During the early days of Zimbabwe’s fuel crisis‚ drivers who were not patient enough to wait in a queue for hours would take out their jerry cans‚ often on the pretext of their cars having already run out of fuel.
But energy minister Joram Gumbo on Tuesday pulled a fast one on queue-jumpers by banning the use of jerry cans. “Those using tanks‚ drums and jerry cans - all forms of containers - should stop‚” he told journalists. “We are sending out inspectors and the Zimbabwe Republic Police.”
Black-market fuel dealers typically charge 100% more than the official pump price - but they are failing to meet demand.
One such dealer explained that people “have a choice to spend half their productive days in a queue‚ where fuel can even run out while waiting‚ or simply spend two minutes with me and go.”
Of course fuel prices are not the only thing hit hard by Zimbabwe’s economic problems. In the country’s second largest city of Bulawayo‚ due to its relative proximity to South Africa and Botswana‚ some women have formed grocery clubs that travel across the border every week to buy affordable groceries.
“Big shops are stocked‚ but their prices kill us‚” said one shopper. “For example‚ in major grocery shops the bond note has the same value as the American dollar‚ which is not the case out there. A grocery list for say R3‚000 in Musina is almost three times more than what I can buy with $200 in bonds‚ which they argue is equal to $200 in American dollars.”

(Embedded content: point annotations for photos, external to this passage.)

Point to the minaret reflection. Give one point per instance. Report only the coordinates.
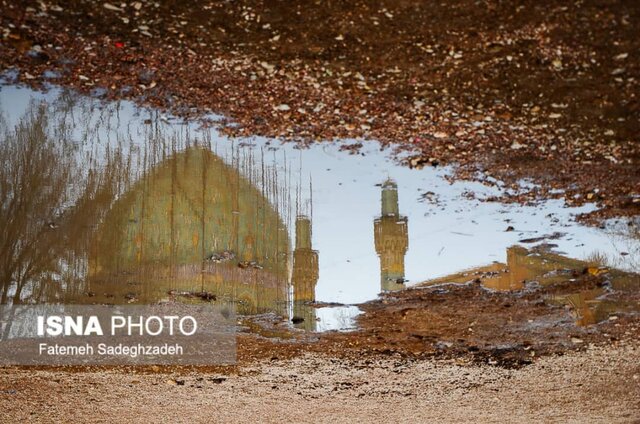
(391, 238)
(305, 273)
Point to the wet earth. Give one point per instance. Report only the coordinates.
(346, 253)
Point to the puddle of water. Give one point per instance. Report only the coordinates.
(109, 203)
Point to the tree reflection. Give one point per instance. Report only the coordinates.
(49, 206)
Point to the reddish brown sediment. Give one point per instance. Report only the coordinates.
(541, 90)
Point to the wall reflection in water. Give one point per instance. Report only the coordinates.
(528, 269)
(305, 275)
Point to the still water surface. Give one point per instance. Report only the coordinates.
(110, 203)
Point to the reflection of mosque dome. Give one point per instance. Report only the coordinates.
(187, 209)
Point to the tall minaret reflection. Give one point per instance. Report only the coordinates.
(305, 272)
(391, 238)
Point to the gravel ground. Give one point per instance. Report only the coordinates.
(601, 384)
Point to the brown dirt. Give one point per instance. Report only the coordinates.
(540, 89)
(599, 385)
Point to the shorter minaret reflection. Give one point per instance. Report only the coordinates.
(305, 274)
(391, 239)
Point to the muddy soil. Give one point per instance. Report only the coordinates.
(538, 89)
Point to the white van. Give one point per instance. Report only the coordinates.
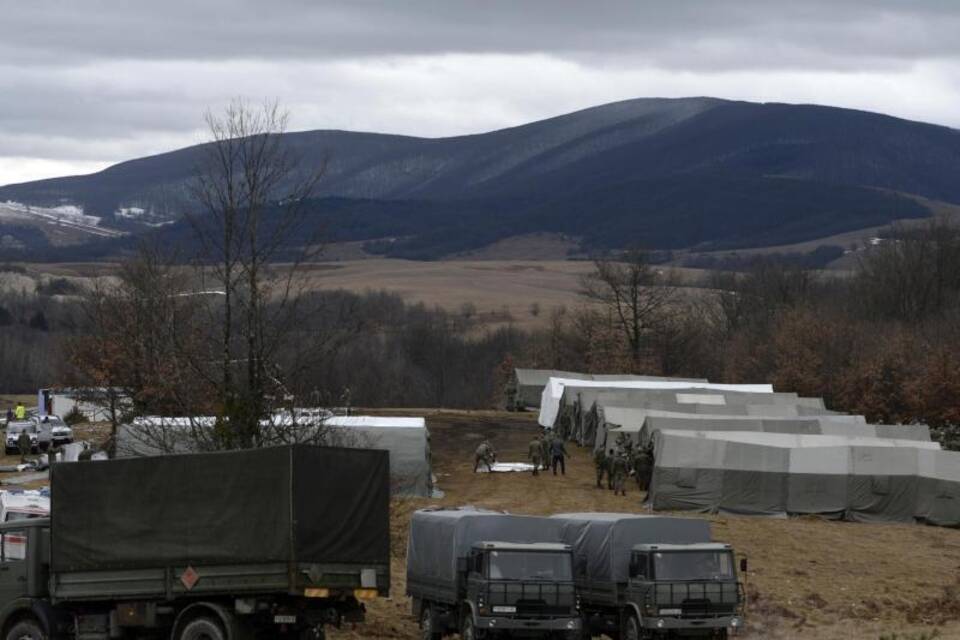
(16, 505)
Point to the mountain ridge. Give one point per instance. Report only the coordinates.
(660, 172)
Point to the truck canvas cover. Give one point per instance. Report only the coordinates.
(439, 537)
(602, 542)
(294, 503)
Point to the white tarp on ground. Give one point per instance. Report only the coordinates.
(406, 439)
(553, 391)
(506, 467)
(862, 479)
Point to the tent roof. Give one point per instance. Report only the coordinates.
(797, 441)
(553, 391)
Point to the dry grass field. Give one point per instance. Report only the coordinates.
(808, 579)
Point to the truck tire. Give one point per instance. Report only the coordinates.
(428, 625)
(26, 630)
(202, 628)
(631, 629)
(467, 630)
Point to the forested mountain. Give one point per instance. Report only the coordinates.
(663, 173)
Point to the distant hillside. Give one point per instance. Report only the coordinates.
(697, 172)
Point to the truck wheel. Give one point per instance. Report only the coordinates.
(428, 629)
(26, 630)
(202, 628)
(468, 631)
(631, 630)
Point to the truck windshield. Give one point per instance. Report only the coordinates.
(527, 565)
(693, 565)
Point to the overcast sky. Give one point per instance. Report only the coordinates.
(86, 84)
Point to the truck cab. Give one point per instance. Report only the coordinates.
(19, 505)
(525, 590)
(39, 438)
(684, 589)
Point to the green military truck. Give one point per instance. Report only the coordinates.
(652, 576)
(484, 574)
(269, 543)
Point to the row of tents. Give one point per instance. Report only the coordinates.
(749, 449)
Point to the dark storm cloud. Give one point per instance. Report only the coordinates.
(86, 83)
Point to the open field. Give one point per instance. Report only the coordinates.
(808, 578)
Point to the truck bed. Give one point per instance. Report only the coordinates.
(277, 519)
(167, 583)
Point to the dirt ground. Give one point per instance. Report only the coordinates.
(808, 578)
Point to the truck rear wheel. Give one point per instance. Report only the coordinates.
(631, 630)
(202, 628)
(26, 630)
(428, 625)
(468, 631)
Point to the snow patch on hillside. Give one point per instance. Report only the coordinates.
(66, 212)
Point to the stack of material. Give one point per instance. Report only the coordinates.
(776, 474)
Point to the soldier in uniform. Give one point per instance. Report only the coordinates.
(601, 466)
(535, 454)
(545, 441)
(643, 467)
(619, 470)
(25, 446)
(484, 454)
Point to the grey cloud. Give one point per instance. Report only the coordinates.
(106, 80)
(748, 34)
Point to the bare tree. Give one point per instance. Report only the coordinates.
(635, 293)
(252, 191)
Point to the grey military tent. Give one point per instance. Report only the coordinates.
(524, 390)
(854, 478)
(638, 422)
(554, 394)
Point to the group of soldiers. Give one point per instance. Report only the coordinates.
(546, 451)
(619, 462)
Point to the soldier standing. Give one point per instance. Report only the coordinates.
(545, 441)
(644, 469)
(535, 454)
(600, 464)
(25, 446)
(619, 470)
(484, 454)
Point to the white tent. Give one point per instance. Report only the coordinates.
(553, 392)
(408, 442)
(406, 439)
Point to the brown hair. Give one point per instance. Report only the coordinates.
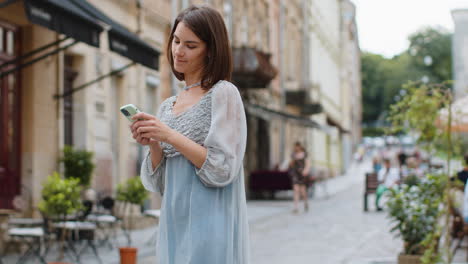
(208, 25)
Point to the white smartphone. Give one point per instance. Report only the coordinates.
(129, 111)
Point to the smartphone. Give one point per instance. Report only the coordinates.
(129, 111)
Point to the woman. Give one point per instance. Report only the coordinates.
(299, 170)
(196, 148)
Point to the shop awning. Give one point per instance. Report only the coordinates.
(269, 114)
(65, 17)
(121, 40)
(84, 22)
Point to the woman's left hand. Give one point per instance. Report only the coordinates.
(151, 127)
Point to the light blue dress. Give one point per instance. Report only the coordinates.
(203, 212)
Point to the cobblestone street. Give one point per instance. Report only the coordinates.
(335, 230)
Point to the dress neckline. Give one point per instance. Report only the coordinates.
(171, 110)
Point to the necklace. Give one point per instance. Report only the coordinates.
(191, 86)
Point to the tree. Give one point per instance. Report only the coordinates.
(431, 53)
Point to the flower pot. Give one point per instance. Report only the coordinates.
(128, 255)
(409, 259)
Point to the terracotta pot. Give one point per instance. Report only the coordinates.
(128, 255)
(409, 259)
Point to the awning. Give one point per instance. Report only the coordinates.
(65, 17)
(84, 22)
(268, 114)
(121, 40)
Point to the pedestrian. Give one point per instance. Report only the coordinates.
(376, 164)
(463, 174)
(387, 177)
(196, 148)
(299, 171)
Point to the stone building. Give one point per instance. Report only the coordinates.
(460, 52)
(296, 64)
(90, 58)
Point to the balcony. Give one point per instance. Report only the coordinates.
(252, 68)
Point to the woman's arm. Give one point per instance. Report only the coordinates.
(152, 128)
(190, 149)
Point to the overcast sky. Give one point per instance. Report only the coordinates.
(384, 25)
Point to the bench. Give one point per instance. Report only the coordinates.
(269, 181)
(371, 184)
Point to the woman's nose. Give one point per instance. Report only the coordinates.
(179, 51)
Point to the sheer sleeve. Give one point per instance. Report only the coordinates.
(226, 138)
(153, 180)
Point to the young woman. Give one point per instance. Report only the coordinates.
(196, 148)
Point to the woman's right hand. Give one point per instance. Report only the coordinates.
(137, 136)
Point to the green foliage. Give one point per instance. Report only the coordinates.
(435, 43)
(418, 111)
(132, 191)
(382, 78)
(414, 211)
(78, 164)
(60, 197)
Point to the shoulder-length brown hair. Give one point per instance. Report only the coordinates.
(208, 25)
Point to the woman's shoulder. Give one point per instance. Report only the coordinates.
(225, 88)
(166, 103)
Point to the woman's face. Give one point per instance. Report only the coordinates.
(188, 51)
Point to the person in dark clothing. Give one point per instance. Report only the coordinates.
(463, 174)
(402, 158)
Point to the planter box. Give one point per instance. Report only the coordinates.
(409, 259)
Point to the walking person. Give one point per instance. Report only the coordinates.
(388, 177)
(299, 171)
(196, 149)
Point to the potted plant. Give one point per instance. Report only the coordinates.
(60, 198)
(132, 193)
(426, 111)
(414, 210)
(78, 164)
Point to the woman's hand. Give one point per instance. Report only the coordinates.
(150, 129)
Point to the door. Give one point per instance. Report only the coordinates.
(10, 113)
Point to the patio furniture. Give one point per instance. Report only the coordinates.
(156, 213)
(77, 231)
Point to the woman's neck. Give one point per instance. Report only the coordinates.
(192, 78)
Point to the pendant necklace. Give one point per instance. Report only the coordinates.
(190, 86)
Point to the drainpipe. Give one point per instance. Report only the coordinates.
(281, 69)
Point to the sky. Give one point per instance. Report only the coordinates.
(384, 25)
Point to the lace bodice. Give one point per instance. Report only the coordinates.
(193, 123)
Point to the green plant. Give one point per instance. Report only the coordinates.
(132, 191)
(78, 164)
(60, 197)
(426, 111)
(414, 210)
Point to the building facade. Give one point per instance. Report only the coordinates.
(49, 113)
(460, 52)
(304, 85)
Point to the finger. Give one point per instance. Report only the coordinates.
(144, 129)
(145, 123)
(144, 116)
(146, 135)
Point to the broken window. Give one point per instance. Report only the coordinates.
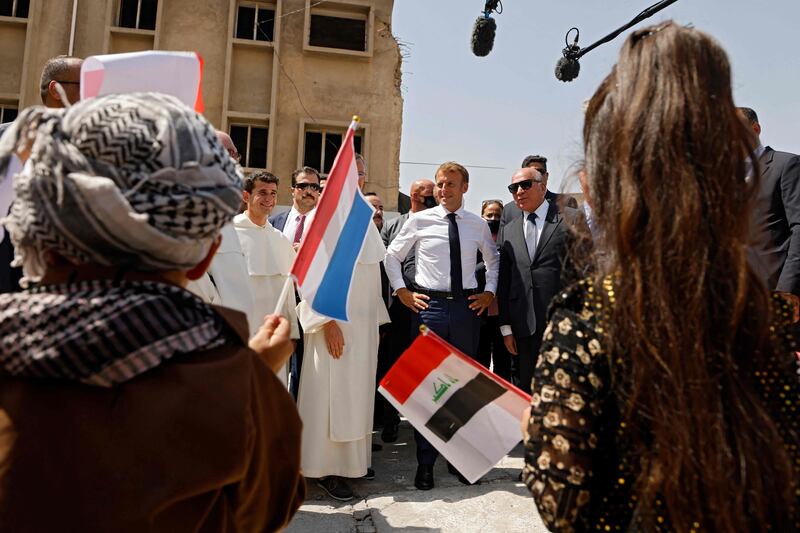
(321, 146)
(138, 14)
(251, 142)
(338, 32)
(8, 113)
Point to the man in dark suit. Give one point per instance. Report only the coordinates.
(62, 73)
(777, 214)
(305, 194)
(533, 248)
(539, 162)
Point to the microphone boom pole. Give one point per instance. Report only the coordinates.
(568, 67)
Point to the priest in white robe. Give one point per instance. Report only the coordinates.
(225, 283)
(268, 254)
(337, 390)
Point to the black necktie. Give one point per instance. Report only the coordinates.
(456, 283)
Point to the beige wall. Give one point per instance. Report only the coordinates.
(285, 85)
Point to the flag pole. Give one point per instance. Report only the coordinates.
(288, 284)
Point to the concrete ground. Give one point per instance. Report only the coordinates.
(391, 503)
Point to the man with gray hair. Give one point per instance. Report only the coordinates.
(63, 72)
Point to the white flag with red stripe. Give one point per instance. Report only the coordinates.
(470, 415)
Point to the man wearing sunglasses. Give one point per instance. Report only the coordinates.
(63, 71)
(305, 194)
(533, 247)
(444, 242)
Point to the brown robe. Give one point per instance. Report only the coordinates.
(207, 442)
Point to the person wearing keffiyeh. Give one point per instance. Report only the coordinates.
(126, 403)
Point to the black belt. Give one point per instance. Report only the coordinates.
(447, 295)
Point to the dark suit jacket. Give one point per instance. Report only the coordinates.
(778, 213)
(279, 221)
(525, 288)
(392, 229)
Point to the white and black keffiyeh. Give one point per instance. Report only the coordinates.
(135, 181)
(100, 332)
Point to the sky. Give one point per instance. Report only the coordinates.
(493, 111)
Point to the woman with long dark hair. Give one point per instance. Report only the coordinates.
(666, 395)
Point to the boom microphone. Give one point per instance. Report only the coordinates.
(568, 68)
(484, 30)
(483, 36)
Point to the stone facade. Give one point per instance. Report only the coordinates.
(284, 77)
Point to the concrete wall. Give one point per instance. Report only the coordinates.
(285, 85)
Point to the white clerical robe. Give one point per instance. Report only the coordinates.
(226, 282)
(269, 256)
(336, 398)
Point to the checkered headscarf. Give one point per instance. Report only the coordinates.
(136, 181)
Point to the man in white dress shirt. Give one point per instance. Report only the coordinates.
(225, 282)
(268, 253)
(445, 241)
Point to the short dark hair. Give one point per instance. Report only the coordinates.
(55, 68)
(304, 170)
(487, 203)
(749, 114)
(452, 166)
(263, 177)
(529, 160)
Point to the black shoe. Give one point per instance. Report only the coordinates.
(461, 478)
(424, 477)
(336, 487)
(389, 433)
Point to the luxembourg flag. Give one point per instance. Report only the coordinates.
(327, 257)
(470, 415)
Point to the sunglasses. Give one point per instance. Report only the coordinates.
(304, 186)
(524, 185)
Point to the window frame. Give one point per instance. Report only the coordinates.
(329, 126)
(271, 6)
(233, 122)
(8, 105)
(138, 16)
(348, 9)
(15, 7)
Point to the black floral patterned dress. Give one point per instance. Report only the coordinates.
(576, 463)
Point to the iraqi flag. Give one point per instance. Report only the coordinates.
(331, 245)
(470, 415)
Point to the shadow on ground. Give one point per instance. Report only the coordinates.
(390, 502)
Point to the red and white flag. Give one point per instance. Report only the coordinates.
(470, 415)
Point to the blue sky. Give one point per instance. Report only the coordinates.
(493, 111)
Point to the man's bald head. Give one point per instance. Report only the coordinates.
(227, 142)
(64, 71)
(420, 190)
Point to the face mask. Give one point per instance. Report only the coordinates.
(429, 201)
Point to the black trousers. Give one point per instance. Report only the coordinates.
(456, 323)
(492, 348)
(527, 356)
(397, 339)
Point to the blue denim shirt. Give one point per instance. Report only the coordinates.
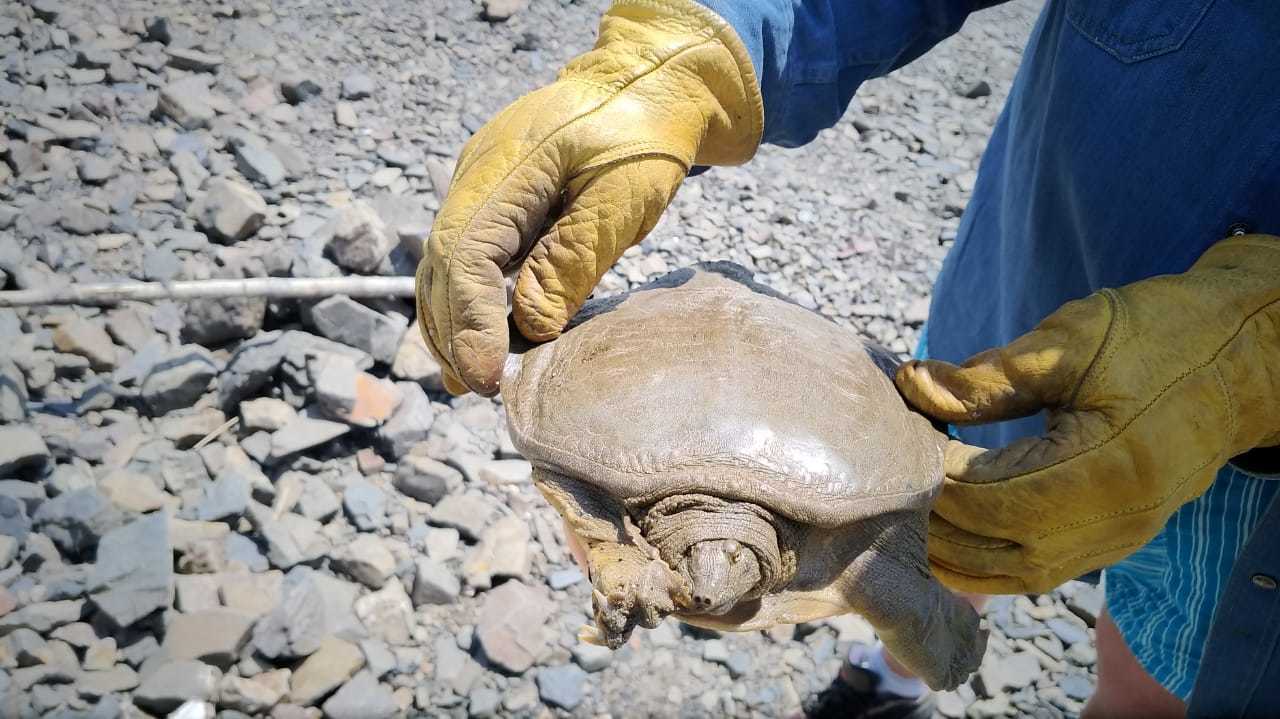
(1136, 134)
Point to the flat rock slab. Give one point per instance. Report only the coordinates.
(213, 636)
(510, 626)
(21, 448)
(133, 573)
(302, 434)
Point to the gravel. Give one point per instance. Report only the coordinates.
(360, 543)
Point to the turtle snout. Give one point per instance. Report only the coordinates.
(721, 572)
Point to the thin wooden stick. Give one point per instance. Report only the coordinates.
(272, 288)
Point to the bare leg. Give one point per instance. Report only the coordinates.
(1124, 687)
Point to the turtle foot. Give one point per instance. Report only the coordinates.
(631, 589)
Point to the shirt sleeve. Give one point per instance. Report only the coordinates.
(810, 55)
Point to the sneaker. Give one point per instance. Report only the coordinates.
(853, 696)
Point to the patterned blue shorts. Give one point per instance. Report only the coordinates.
(1162, 596)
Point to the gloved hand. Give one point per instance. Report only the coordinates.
(1150, 389)
(568, 177)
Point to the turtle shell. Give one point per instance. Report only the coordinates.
(708, 383)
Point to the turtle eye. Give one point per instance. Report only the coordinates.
(734, 550)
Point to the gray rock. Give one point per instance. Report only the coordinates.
(265, 413)
(241, 549)
(76, 521)
(256, 161)
(325, 669)
(225, 499)
(398, 155)
(302, 434)
(361, 697)
(292, 540)
(414, 362)
(21, 448)
(78, 218)
(592, 658)
(387, 613)
(467, 513)
(365, 504)
(434, 584)
(344, 320)
(1086, 603)
(561, 686)
(177, 682)
(483, 703)
(254, 695)
(1077, 686)
(95, 169)
(361, 239)
(410, 424)
(318, 502)
(503, 552)
(498, 472)
(193, 60)
(87, 339)
(978, 90)
(14, 521)
(184, 102)
(1066, 631)
(13, 394)
(455, 669)
(1015, 672)
(379, 658)
(425, 479)
(365, 559)
(502, 10)
(356, 86)
(298, 88)
(133, 573)
(213, 636)
(565, 578)
(42, 617)
(229, 211)
(440, 543)
(510, 627)
(178, 379)
(216, 321)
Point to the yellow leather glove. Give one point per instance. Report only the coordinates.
(1150, 389)
(568, 177)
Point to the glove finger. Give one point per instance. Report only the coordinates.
(609, 211)
(452, 384)
(1041, 369)
(497, 205)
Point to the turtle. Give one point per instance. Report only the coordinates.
(737, 461)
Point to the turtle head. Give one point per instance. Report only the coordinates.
(726, 552)
(720, 572)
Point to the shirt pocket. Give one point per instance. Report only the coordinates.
(1137, 30)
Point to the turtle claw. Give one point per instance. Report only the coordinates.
(631, 590)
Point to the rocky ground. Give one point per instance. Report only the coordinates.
(272, 508)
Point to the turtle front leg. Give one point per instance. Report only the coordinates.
(631, 585)
(932, 631)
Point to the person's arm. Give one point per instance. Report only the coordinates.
(810, 55)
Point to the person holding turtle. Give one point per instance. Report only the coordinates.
(1105, 333)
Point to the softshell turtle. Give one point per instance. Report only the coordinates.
(735, 459)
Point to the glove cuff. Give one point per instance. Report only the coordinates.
(1249, 362)
(699, 54)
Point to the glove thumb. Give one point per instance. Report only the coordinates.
(606, 213)
(1040, 370)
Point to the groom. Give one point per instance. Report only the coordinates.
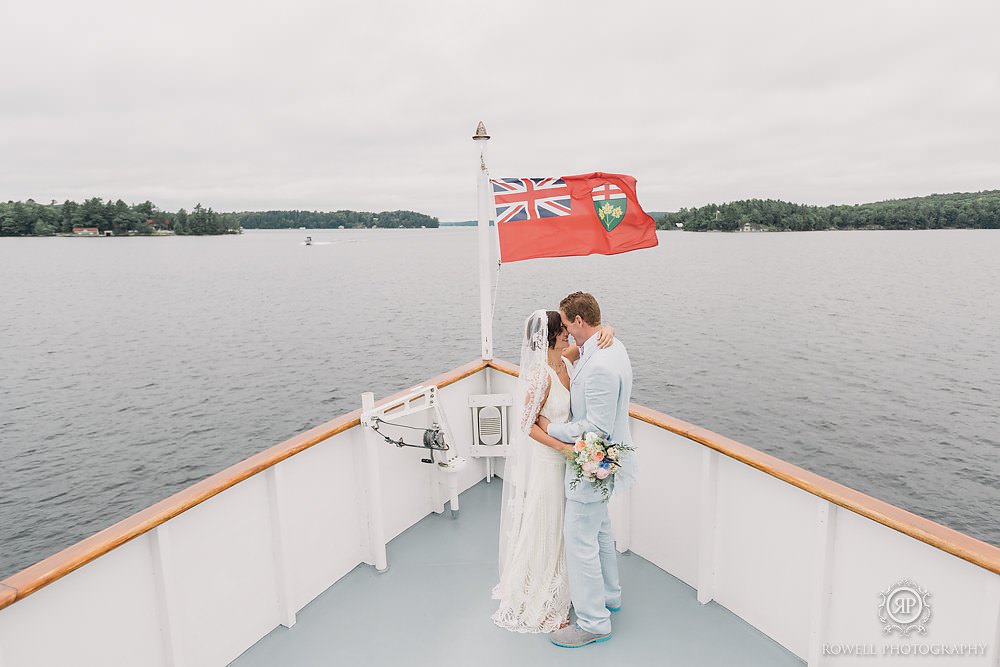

Zimbabwe’s government is aware of the price hikes and has set up a monitoring system. “We want to track the source of the increases and establish the stage at which the prices are being hiked‚” said Monica Mutsvangwa‚ minister of information‚ publicity and broadcasting services.
Bread is also crossing borders into the country. The Grain Millers Association of Zimbabwe (GMAZ) on Tuesday wrote to the government with a plea that at least 50 wagons full of wheat should be transported into the country from Mozambique to avert the current bread crisis.
Exchange rates took a hit last week and are set to worsen following the payment of health workers‚ with other civil servants set to be paid in the next few days.
“There is a renewed demand from ordinary people who would rather have their savings in hard currency because of the volatile nature of the bond notes. Their thinking is that if they get paid and lock their earnings in a currency that doesn’t lose value overnight‚ they are safe‚” said Tedius Ndoro‚ a forex dealer who formerly worked as a banker.
Indications from the government are that by the end of October there could be a stop-gap measure to salvage the local economy. Finance minister Mthuli Ncube is engaged in talks with the African Export-Import Bank (Afreximbank) for a $500-million nostro stabilisation facility.
Afreximbank confirmed this in a statement: “They discussed the modality of the $500-million nostro stabilisation facility‚ which Zimbabwe had requested from the bank‚ and agreed on the processes towards concluding that transaction by the end of October 2018.”